Neste 28 de junho há um interessante artigo da jornalista Eliana Catanhede na página 2 da Folha de S. Paulo. O título é: “Cadê a mentira?”. O tema da jornalista é que a sucessão de depoimentos e contra-depoimentos vão confirmando tudo o que o deputado Roberto Jefferson denunciou. Não importa, diz ela, quais as condições morais do denunciante, nem suas intenções. O que importa é “sua excelência, o fato”.

A pergunta é pertinente, e o rumo do artigo também: mesmo que não houvesse outras corroborações, as denúncias, vindas de quem vem, com tal currículo e conhecimento dos bastidores da política, teriam de ser apuradas. Mas a resposta não está longe. Ainda não se pode dizer, nas denúncias do deputado, o que é verdade e o que é mentira. Pode-se especular que, no mínimo, algo deve ser verdade. A construção da mentira, no entanto, é o próprio depoimento, e seus efeitos colaterais.

Iago mostra o lenço de Desdêmona, que Otelo lhe havia dado, nas mãos do suspeito Cássio, e depois nas mãos de Bianca, a quem ele (Cássio) o deu. É o lenço de Desdêmona? É. Cássio o tem nas mãos? Tem. Bianca o recebeu? Recebeu. Desdêmona foi leviana? Foi. As semelhanças superficiais param por aí. Na peça há um artifício: Foi Iago, ele mesmo, que tomou o lenço que Desdêmona levianamente perdeu e o pôs nos aposentos de Cássio. Emília, mulher de Iago, denunciará o artifício mais tarde e por isso será morta pelo marido.

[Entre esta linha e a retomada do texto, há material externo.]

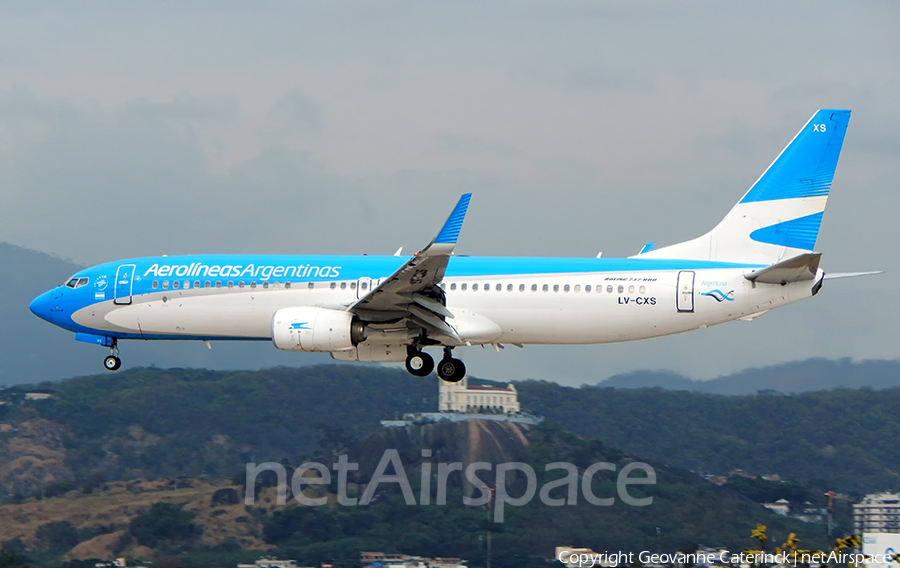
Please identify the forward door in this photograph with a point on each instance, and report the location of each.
(685, 295)
(124, 284)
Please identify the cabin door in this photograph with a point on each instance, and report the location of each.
(124, 284)
(363, 287)
(685, 294)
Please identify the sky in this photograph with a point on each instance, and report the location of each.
(132, 129)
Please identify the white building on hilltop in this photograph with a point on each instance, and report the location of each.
(477, 399)
(877, 513)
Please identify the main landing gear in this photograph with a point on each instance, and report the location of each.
(421, 364)
(112, 363)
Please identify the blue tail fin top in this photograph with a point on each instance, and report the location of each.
(805, 168)
(450, 231)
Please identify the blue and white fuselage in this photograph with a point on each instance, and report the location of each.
(389, 308)
(494, 300)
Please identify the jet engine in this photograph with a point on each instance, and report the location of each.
(316, 329)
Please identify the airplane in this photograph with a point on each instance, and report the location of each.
(390, 308)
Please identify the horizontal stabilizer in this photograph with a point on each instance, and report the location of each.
(797, 269)
(837, 275)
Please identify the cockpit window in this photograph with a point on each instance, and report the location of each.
(77, 282)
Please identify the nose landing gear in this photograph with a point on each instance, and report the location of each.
(112, 363)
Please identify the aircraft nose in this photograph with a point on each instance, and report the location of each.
(42, 306)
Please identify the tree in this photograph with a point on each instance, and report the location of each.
(164, 522)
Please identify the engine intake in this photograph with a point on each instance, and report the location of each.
(316, 329)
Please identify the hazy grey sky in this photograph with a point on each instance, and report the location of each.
(131, 129)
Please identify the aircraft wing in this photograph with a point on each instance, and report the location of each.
(412, 291)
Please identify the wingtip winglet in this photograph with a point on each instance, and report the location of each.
(450, 231)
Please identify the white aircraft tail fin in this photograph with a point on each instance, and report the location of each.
(779, 216)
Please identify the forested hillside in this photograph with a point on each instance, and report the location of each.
(154, 422)
(841, 439)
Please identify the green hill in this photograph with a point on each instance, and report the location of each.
(153, 422)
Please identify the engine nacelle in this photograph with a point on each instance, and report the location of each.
(316, 329)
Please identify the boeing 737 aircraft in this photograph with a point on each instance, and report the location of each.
(389, 309)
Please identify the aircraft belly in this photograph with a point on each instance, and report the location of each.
(225, 315)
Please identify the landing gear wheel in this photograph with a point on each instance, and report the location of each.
(419, 363)
(451, 370)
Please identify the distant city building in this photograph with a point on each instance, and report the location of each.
(477, 399)
(382, 560)
(270, 563)
(877, 513)
(781, 507)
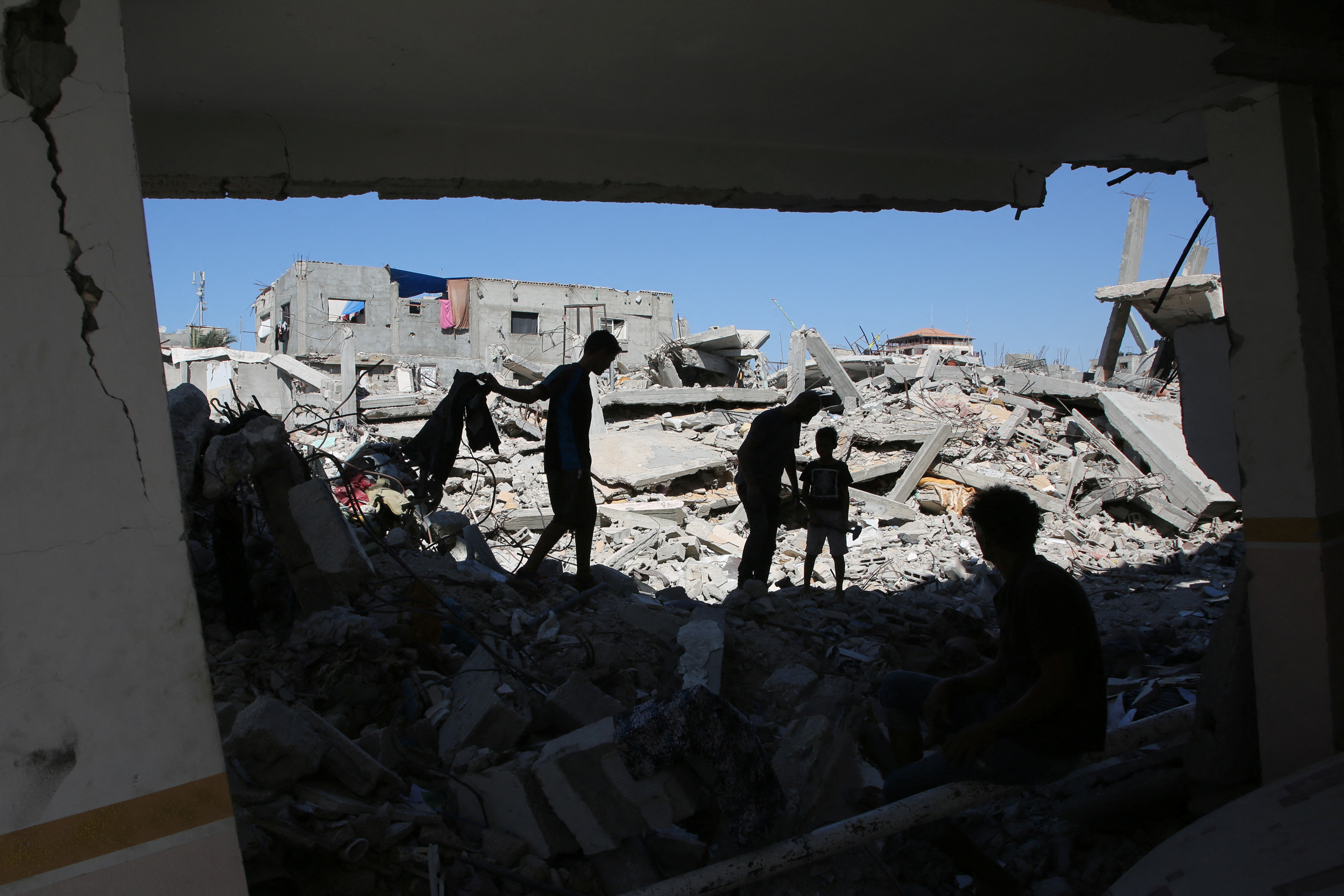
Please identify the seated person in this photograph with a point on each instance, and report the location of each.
(826, 494)
(1025, 718)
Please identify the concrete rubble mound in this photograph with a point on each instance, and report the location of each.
(401, 715)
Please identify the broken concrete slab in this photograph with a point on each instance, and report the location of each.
(1041, 386)
(788, 684)
(189, 413)
(482, 715)
(275, 745)
(1154, 429)
(717, 538)
(344, 758)
(831, 367)
(511, 798)
(592, 792)
(303, 373)
(1191, 300)
(702, 639)
(627, 868)
(728, 338)
(690, 395)
(330, 536)
(648, 457)
(670, 510)
(578, 703)
(709, 362)
(1151, 502)
(926, 454)
(982, 482)
(883, 508)
(530, 370)
(654, 621)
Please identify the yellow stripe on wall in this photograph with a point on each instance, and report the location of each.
(1294, 528)
(89, 835)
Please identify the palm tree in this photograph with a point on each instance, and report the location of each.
(212, 338)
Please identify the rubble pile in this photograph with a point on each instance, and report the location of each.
(401, 715)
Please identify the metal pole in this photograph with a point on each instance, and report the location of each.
(921, 809)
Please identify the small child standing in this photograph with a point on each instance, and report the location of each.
(826, 494)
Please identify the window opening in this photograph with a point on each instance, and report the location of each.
(580, 322)
(523, 323)
(344, 311)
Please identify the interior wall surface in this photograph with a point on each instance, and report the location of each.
(389, 328)
(1273, 184)
(768, 105)
(646, 318)
(109, 750)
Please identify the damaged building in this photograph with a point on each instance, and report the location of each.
(236, 659)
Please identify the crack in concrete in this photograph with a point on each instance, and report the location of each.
(284, 144)
(37, 60)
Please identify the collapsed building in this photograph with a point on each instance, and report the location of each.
(115, 773)
(418, 715)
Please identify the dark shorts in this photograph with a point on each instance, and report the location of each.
(572, 499)
(1006, 762)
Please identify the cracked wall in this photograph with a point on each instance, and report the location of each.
(100, 640)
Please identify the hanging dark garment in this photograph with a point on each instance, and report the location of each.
(697, 722)
(435, 448)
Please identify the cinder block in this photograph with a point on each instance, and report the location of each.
(275, 745)
(514, 801)
(482, 716)
(347, 759)
(593, 793)
(578, 703)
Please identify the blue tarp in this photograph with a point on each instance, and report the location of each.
(412, 284)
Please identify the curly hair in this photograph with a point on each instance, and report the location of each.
(1007, 516)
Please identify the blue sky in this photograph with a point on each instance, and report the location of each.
(1025, 285)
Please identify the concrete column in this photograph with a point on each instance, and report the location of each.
(1273, 182)
(1131, 256)
(113, 778)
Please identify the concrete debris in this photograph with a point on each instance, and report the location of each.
(386, 687)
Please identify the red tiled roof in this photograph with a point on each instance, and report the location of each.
(931, 331)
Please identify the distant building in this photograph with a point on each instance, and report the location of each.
(401, 319)
(926, 338)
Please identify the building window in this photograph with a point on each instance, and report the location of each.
(344, 311)
(523, 323)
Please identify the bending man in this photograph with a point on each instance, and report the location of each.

Mas há uma semelhança profunda que não se extingue. Formulada por quem é, pelo homem de fino trato que é Iago, conhecedor dos meandros e das palavras do poder, a denúncia fascina Otelo, tanto quanto o amedronta. Quanto mais ele entra em pânico, mais a denúncia e a “persona” - a máscara - do denunciante o obsedam. Fascinado, Otelo não consegue ver mais nada. Para ele a verdade, toda a verdade, se resume nas palavras e na máscara do denunciante. Ele mata Desdêmona e se suicida no final.

Esta é a mentira que se vai construindo em torno do caldeirão (agora me vêm à mente as bruxas de Macbeth) aberto de denúncias: perde-se a capacidade de olhar para os lados, de analisar, de fazer as clássicas perguntas sobre “para onde estão se mexendo os personagens”, “cui prodest”, quem lucra, como se dispõem e se redispõem as peças no tabuleiro político, como chegamos a esta situação, vamos sair dela para onde, e outras mais.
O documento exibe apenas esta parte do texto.